Most of the mosquito-infested island, dominated by two mountains, was covered in dense jungle. In the late 1960s, Suharto sent communists to do hard labor at the notorious site.
Writer Pramoedya Ananta Toer spent 14 years on Buru, where he was denied access to pen and paper for much of the time. He composed the Buru Quartet, works about a leader of the revolution against the Dutch, by telling stories to prisoners who helped him remember and write them down later. Pramoedya was released in 1979.
Pramoedya’s 34 books and essays were translated into several dozen languages, and he inspired pro-democracy activists. In 2004, he was trying to compile an encyclopedia of Indonesia, but he hadn’t written anything in a while. He was weak and his hearing and eyesight were fading. He had difficulty climbing to his third-floor study, which was stacked with books and clippings.
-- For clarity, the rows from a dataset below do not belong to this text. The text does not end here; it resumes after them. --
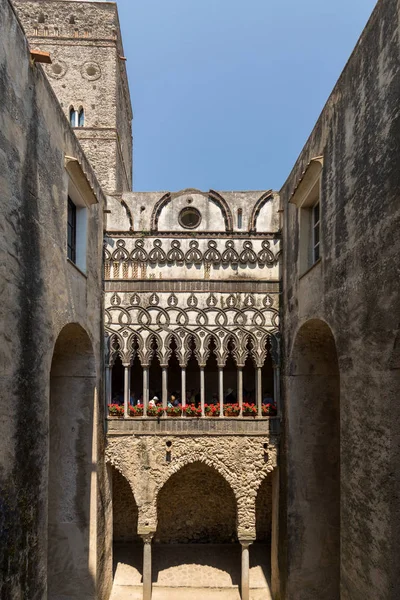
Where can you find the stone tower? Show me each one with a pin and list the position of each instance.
(89, 78)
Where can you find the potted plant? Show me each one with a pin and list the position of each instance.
(136, 411)
(155, 411)
(174, 411)
(192, 411)
(269, 410)
(115, 410)
(232, 410)
(211, 410)
(249, 409)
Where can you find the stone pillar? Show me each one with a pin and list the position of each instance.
(164, 372)
(127, 388)
(183, 388)
(147, 566)
(240, 389)
(277, 388)
(202, 390)
(259, 391)
(221, 390)
(245, 581)
(108, 386)
(146, 389)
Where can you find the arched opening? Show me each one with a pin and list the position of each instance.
(155, 373)
(313, 438)
(211, 376)
(195, 544)
(174, 375)
(127, 544)
(72, 459)
(192, 375)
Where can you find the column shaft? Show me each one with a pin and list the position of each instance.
(221, 390)
(147, 569)
(127, 388)
(240, 388)
(145, 389)
(164, 386)
(183, 387)
(245, 586)
(202, 390)
(259, 391)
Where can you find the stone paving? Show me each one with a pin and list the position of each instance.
(191, 571)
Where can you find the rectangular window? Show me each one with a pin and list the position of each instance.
(71, 239)
(316, 232)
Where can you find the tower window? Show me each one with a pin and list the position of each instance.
(81, 118)
(71, 234)
(316, 232)
(240, 218)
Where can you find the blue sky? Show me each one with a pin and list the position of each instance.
(226, 92)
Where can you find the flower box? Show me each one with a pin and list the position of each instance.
(212, 410)
(155, 411)
(269, 410)
(115, 410)
(136, 411)
(249, 410)
(191, 410)
(174, 411)
(231, 410)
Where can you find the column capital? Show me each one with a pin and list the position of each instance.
(246, 542)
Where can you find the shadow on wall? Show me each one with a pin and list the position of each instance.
(71, 531)
(313, 420)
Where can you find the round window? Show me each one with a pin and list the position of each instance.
(189, 217)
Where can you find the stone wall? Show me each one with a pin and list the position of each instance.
(87, 72)
(354, 289)
(243, 461)
(125, 512)
(196, 505)
(41, 293)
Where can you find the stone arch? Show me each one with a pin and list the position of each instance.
(169, 197)
(71, 490)
(257, 209)
(206, 501)
(313, 430)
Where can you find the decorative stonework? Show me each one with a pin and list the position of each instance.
(244, 462)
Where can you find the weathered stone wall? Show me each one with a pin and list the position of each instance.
(125, 512)
(196, 505)
(241, 460)
(87, 72)
(41, 293)
(355, 290)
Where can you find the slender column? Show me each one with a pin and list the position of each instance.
(240, 389)
(221, 390)
(183, 387)
(164, 386)
(147, 566)
(127, 386)
(202, 390)
(245, 584)
(145, 389)
(259, 391)
(108, 384)
(277, 389)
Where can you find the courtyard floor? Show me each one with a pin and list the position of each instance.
(191, 572)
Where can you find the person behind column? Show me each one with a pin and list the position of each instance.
(230, 397)
(268, 399)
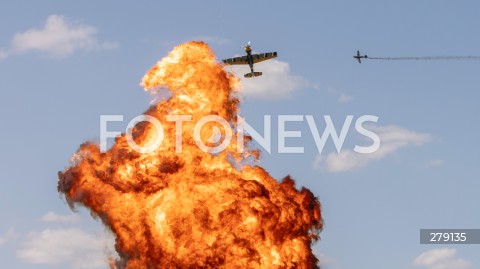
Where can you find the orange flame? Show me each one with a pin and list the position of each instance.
(192, 209)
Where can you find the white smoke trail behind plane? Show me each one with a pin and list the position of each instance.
(428, 58)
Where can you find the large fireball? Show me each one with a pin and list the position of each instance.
(187, 208)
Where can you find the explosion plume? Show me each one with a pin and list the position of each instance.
(192, 209)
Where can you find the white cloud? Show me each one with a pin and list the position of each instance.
(392, 138)
(58, 38)
(344, 98)
(212, 39)
(341, 96)
(66, 246)
(443, 258)
(54, 217)
(275, 83)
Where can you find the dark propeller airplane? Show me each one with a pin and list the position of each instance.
(359, 57)
(250, 59)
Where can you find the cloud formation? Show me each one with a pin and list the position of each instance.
(443, 258)
(276, 83)
(70, 246)
(392, 138)
(341, 96)
(59, 38)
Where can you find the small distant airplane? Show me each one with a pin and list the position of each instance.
(358, 57)
(250, 59)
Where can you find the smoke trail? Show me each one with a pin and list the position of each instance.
(428, 58)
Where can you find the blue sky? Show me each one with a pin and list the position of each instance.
(425, 175)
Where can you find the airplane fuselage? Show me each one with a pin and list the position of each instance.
(248, 50)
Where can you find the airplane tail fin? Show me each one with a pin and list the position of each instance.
(253, 74)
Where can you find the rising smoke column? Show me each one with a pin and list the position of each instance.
(192, 209)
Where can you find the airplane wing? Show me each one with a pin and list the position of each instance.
(236, 60)
(263, 56)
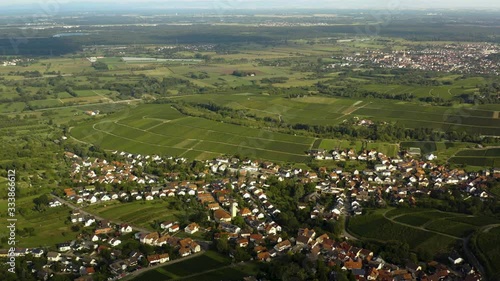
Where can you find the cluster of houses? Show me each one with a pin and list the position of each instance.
(461, 58)
(399, 178)
(363, 263)
(14, 62)
(92, 171)
(348, 154)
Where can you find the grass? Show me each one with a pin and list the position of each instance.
(488, 243)
(161, 129)
(140, 213)
(375, 226)
(208, 261)
(51, 226)
(237, 272)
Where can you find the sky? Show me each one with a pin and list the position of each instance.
(262, 4)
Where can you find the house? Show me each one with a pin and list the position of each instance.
(54, 203)
(125, 228)
(63, 247)
(37, 252)
(174, 228)
(264, 256)
(192, 228)
(154, 259)
(114, 242)
(184, 252)
(166, 224)
(242, 242)
(89, 221)
(53, 256)
(455, 258)
(150, 238)
(283, 245)
(222, 216)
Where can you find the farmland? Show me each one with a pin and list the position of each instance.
(322, 110)
(420, 228)
(140, 213)
(489, 157)
(205, 262)
(54, 229)
(488, 245)
(168, 132)
(160, 129)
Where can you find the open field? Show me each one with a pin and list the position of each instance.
(331, 111)
(488, 243)
(489, 157)
(208, 261)
(160, 129)
(420, 228)
(140, 213)
(51, 226)
(238, 272)
(445, 92)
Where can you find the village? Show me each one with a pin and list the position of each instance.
(472, 58)
(237, 189)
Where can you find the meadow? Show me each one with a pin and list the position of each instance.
(140, 213)
(322, 110)
(160, 129)
(51, 226)
(488, 243)
(207, 261)
(420, 228)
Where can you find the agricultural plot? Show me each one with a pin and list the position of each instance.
(420, 228)
(237, 272)
(441, 118)
(378, 228)
(208, 261)
(445, 92)
(488, 243)
(163, 130)
(476, 161)
(138, 213)
(50, 226)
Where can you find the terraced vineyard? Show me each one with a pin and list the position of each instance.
(420, 228)
(160, 129)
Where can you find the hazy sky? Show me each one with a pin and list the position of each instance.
(256, 4)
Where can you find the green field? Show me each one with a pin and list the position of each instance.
(318, 110)
(51, 226)
(160, 129)
(207, 261)
(488, 243)
(140, 213)
(420, 228)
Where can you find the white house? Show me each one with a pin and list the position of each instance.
(125, 228)
(114, 242)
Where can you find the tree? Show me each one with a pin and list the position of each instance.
(41, 202)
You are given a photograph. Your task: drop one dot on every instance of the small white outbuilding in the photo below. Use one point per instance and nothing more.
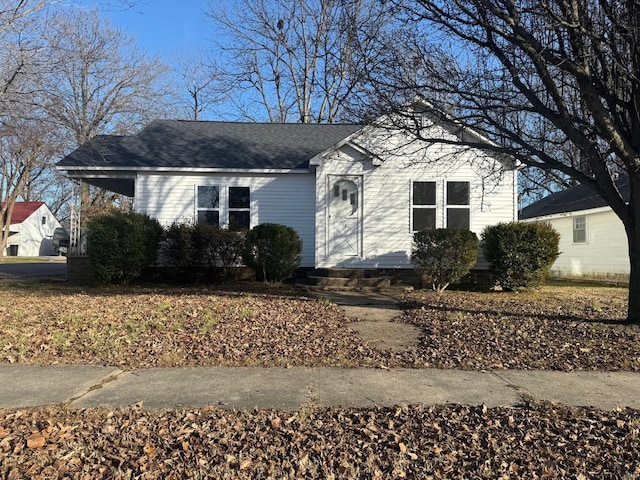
(31, 230)
(593, 241)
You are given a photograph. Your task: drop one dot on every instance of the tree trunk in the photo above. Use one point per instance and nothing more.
(633, 235)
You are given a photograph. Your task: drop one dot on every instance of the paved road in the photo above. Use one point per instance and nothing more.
(53, 269)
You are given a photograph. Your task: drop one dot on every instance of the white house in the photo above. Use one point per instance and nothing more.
(31, 230)
(593, 242)
(355, 194)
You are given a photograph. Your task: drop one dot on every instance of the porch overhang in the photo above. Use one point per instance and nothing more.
(117, 182)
Still, he called himself a “fighter.”
He died in 2006 at the age of 81.
In the old days, Buru housed as many as 12,000 prisoners. Hersri Setiawan, a former political prisoner, wrote a book called Kamus Gestok that contains prison slang:
Ingus gajah
Elephant’s snot = Tapioca pudding, or fried dough bread.
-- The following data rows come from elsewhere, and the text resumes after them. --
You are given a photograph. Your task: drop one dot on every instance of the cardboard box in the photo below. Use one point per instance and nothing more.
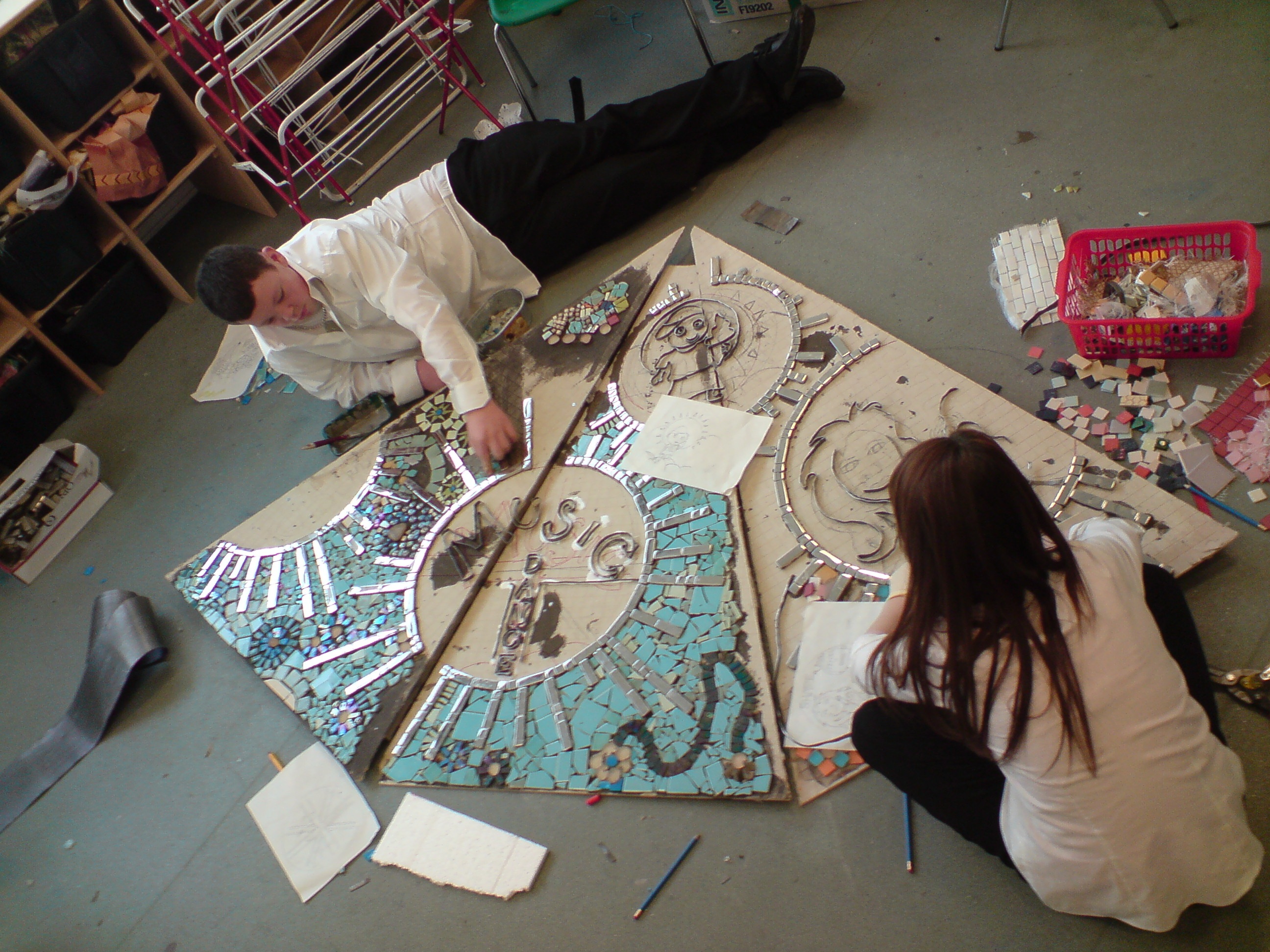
(730, 11)
(84, 496)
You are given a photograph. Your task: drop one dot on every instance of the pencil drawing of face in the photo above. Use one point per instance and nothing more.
(689, 344)
(681, 437)
(865, 461)
(831, 689)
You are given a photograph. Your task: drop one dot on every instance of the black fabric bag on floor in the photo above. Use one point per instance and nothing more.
(72, 73)
(33, 404)
(44, 253)
(116, 318)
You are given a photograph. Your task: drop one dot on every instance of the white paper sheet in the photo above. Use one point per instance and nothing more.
(233, 366)
(826, 695)
(698, 445)
(1204, 469)
(454, 850)
(314, 819)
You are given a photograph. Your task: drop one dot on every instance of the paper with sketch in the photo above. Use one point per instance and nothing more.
(826, 695)
(233, 367)
(454, 850)
(314, 819)
(698, 445)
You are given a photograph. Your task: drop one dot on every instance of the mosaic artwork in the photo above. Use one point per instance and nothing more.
(652, 683)
(338, 621)
(567, 625)
(325, 620)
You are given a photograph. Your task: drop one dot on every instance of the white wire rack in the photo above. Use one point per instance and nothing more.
(267, 93)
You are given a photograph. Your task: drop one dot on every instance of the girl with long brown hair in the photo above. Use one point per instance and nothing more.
(1048, 697)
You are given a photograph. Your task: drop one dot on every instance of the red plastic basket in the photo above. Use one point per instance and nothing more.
(1108, 253)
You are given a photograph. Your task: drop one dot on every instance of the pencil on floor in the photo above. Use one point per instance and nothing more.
(908, 833)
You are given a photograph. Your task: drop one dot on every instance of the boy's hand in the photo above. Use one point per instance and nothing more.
(490, 433)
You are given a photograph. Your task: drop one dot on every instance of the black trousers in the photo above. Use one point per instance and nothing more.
(962, 788)
(553, 191)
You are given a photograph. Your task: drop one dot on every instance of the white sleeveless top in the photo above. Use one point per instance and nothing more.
(1161, 826)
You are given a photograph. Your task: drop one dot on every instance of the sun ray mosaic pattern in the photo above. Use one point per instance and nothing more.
(327, 621)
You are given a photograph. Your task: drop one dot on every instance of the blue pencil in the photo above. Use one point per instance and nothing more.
(1220, 504)
(670, 873)
(908, 832)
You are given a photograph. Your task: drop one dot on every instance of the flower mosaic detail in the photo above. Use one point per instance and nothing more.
(317, 643)
(610, 764)
(344, 717)
(596, 314)
(276, 643)
(494, 768)
(826, 763)
(455, 756)
(738, 767)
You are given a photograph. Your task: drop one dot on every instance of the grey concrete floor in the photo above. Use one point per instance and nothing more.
(901, 188)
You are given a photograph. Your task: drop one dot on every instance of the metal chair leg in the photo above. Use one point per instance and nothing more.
(1005, 20)
(1166, 13)
(702, 39)
(520, 60)
(499, 37)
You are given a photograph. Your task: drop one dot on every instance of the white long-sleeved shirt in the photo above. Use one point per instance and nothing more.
(1161, 826)
(397, 280)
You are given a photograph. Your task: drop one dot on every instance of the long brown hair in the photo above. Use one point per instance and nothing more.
(981, 550)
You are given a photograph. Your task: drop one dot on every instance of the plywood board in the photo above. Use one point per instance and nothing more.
(612, 648)
(901, 397)
(319, 591)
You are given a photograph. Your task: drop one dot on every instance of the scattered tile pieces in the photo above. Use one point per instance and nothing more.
(1026, 262)
(1194, 413)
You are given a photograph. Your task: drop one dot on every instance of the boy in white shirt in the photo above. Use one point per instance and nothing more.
(375, 301)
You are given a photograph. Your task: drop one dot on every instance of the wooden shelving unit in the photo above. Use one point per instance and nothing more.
(211, 170)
The dish earned its name because of its gooey consistency and greenish color. The prisoners also called it umbel (snot, in Javanese).
Sayur kepala
Head Soup = Prison gruel.
Inmates joked that you could spin the ladle around in the pot all you wanted, but you’d only hook one or two limp spinach leaves at best. The most likely outcome, they said, was seeing the reflection of your face in the broth.
Sayur usually means vegetable, but in this case it means soup or broth.
Sayur plastik
Plastic soup.
For prisoners on Buru, soup made of young leaves of papaya fruit was sayur plastik because the stalks were so thinly cut that they were almost transparent, like some plastics.
Naik Honda
Ride a Honda = Suffer from malaria.
The spasms of convicts with malarial fever resembled the bouncing motion of a ride on a Honda motorbike. During the crackdown on communists in the 1960s, Honda bikes from Japan were all the rage in Indonesia.
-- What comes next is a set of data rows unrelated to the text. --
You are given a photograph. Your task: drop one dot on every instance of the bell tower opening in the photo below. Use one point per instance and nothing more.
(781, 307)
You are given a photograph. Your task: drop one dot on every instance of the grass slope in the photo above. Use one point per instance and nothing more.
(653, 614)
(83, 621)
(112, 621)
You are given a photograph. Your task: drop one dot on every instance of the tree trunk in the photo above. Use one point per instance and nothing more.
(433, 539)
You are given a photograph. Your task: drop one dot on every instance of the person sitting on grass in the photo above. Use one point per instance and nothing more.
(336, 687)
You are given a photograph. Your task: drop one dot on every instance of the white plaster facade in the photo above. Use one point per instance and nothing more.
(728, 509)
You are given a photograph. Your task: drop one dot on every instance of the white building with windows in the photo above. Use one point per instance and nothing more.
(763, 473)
Inmates improvised treatments for the symptoms of malaria. They made medicine out of boiled roots and leaves, and administered a mix containing a soybean cake called tempe bosok.
Tempe is soybean cake, which is fermented. Bosok is Javanese for rotten. So tempe bosok is doubly rotten. Javanese eat tempe after letting it sit for one or two days, a process they say makes it tastier. They grind it up with chili or add it to vegetable soup.
Sabun londo (Javanese)
Dutch soap.
Convicts described soap as Dutch, or foreign soap. The sweet smell of soap was a rarity in the filthy prison, and inmates thought only people as wealthy and privileged as the Dutch had the privilege of washing with it. Many inmates scrubbed away grime with sand or dried grass.
Laler ijo (Javanese)
Green fly = Prison guard.
Prisoners yelled the codewords laler (fly) or laler ijo (a bigger, green variety of fly) to warn comrades in other cells that guards were in the vicinity. The Indonesian word for green is hijau.
The term was a potent insult because laler settled on human excrement.
Pickpockets in Jakarta used laler as a codeword for police. The term faded in the 1980s.
Ali-ali (Javanese)
Ring = A torture weapon on Buru.
Guards attached bronze rings to the fingers, nipples or penis of a victim. They hooked the rings with wires to a generator, and cranked it up by hand to deliver electric shocks. Ali-ali was an effective way to extract confessions, true or false, from antekantek PKI (Indonesian Communist Party cadres). PKI was the Indonesian acronym of the party: Partai Komunis Indonesia.
Another torture weapon was ikan pari, a whip made from the dried tail fin of a sting-ray. Guards fixed a wooden handle onto the tail, which was covered with poisoned spikes.
“Give him the ring!” wardens yelled. Kasih dia ali-ali!